Prior to the election of 1776, the Provost had recalled his son from Oxford, as MPs for the College were expected to be members of it and also to build up an interest in its support. Of the election itself, Dr Duigenan gave the following description:
On the day of election of members of parliament, the Provost himself being the returning Officer, two of the choicest ruffians who excelled all the rest in savage behaviour and brutality, were stationed in the hall, having received proper instructions for their conduct.

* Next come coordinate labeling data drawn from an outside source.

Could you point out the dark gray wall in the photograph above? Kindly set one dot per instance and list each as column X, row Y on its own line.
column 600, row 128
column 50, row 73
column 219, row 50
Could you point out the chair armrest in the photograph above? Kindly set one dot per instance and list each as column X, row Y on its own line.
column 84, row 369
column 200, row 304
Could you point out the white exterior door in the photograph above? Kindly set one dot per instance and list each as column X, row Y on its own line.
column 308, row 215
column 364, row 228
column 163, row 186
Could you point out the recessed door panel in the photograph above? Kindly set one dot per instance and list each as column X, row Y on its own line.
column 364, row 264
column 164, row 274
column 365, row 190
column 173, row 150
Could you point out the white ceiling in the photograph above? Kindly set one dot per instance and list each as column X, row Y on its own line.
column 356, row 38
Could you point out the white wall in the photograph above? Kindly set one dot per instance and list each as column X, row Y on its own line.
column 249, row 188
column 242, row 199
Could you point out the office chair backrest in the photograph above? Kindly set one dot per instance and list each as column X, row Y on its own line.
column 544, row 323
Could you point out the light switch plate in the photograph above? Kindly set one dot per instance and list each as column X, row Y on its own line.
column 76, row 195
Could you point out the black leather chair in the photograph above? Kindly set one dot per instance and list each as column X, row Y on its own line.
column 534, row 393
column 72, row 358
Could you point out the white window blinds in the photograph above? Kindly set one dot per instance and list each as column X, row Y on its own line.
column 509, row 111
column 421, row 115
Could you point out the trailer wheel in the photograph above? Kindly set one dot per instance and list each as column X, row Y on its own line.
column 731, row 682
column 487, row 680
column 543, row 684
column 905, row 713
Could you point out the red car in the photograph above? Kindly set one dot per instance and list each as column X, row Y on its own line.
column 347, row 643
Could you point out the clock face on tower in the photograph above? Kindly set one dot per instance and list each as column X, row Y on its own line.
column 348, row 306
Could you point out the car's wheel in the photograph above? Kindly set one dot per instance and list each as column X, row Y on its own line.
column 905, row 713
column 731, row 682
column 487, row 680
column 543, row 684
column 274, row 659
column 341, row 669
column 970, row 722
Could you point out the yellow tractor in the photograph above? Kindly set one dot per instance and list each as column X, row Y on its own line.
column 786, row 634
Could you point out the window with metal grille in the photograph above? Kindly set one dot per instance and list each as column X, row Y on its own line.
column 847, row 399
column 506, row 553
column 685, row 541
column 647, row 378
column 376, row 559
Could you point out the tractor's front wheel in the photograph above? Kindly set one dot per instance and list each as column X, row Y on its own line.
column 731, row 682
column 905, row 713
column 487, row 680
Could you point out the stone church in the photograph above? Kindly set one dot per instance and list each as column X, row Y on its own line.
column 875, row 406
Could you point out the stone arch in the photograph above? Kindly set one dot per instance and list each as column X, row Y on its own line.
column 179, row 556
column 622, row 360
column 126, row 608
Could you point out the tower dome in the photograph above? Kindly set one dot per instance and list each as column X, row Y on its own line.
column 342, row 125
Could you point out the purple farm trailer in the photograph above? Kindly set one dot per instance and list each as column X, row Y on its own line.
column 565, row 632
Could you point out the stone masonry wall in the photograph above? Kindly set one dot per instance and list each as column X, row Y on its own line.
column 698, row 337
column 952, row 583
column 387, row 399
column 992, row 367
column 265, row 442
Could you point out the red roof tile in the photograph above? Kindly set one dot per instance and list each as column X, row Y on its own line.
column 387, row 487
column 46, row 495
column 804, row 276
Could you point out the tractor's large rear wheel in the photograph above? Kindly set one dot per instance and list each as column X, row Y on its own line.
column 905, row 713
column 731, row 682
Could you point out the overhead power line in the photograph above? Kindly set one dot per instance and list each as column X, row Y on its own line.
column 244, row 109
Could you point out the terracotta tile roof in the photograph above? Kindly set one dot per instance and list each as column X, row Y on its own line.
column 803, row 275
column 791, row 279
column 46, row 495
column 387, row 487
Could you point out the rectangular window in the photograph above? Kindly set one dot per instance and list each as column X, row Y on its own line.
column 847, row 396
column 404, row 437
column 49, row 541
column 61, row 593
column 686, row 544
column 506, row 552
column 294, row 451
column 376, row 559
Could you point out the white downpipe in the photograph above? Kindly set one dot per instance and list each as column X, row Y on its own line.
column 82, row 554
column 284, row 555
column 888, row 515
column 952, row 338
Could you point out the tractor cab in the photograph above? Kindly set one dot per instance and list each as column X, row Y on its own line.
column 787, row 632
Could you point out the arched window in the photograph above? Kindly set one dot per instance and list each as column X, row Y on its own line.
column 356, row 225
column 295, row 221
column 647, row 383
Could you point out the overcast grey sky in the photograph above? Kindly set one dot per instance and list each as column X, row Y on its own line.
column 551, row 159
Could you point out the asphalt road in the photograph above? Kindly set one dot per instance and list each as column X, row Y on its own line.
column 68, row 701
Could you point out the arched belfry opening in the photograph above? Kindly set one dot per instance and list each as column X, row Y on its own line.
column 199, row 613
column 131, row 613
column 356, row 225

After the poll had been taken by the Provost and many of the voters had left the hall, the Provost read over the list of the voters, and each of these two men made objections to the votes of several of the Fellows and scholars, though no objection had been made when they respectively voted: under colour of these objections, they most villainously traduced the characters of several of the Fellows, in the opposite interest to that of the Provost; boldly asserting the most scandalous falsehoods, without attempting the least proof of them: knowing themselves, by his protection secure from any Collegiate punishment …
From this description it is hardly surprising to see that Richard Hely‑Hutchinson (1003) led the poll. However, a successful petition was made against his election and he was replaced by John Fitzgibbon, afterwards Earl of Clare.
The Provost – in so far as this was possible for a consummate politican - did not openly interest himself in future elections for the constituency until the election of 1790, when he only just managed to secure the return of his second son, Francis Hely‑Hutchinson (1000). The election was a rowdy one, in the course of which ‘a bullrush chair’ in ‘two parts’ was thrown at the Provost, now nearly 70 years of age. The election was controverted, and it was only the influence of the chairman that persuaded the committee to reject the petition.
Had the appointment of John Hely‑Hutchinson not resulted in a bitter quarrel within the University, the Provost would probably have continued to influence the returns for the College, as his predecessors had done. A considerable amount of prestige was attached to representing the College, and throughout the century most of its members were men of considerable ability.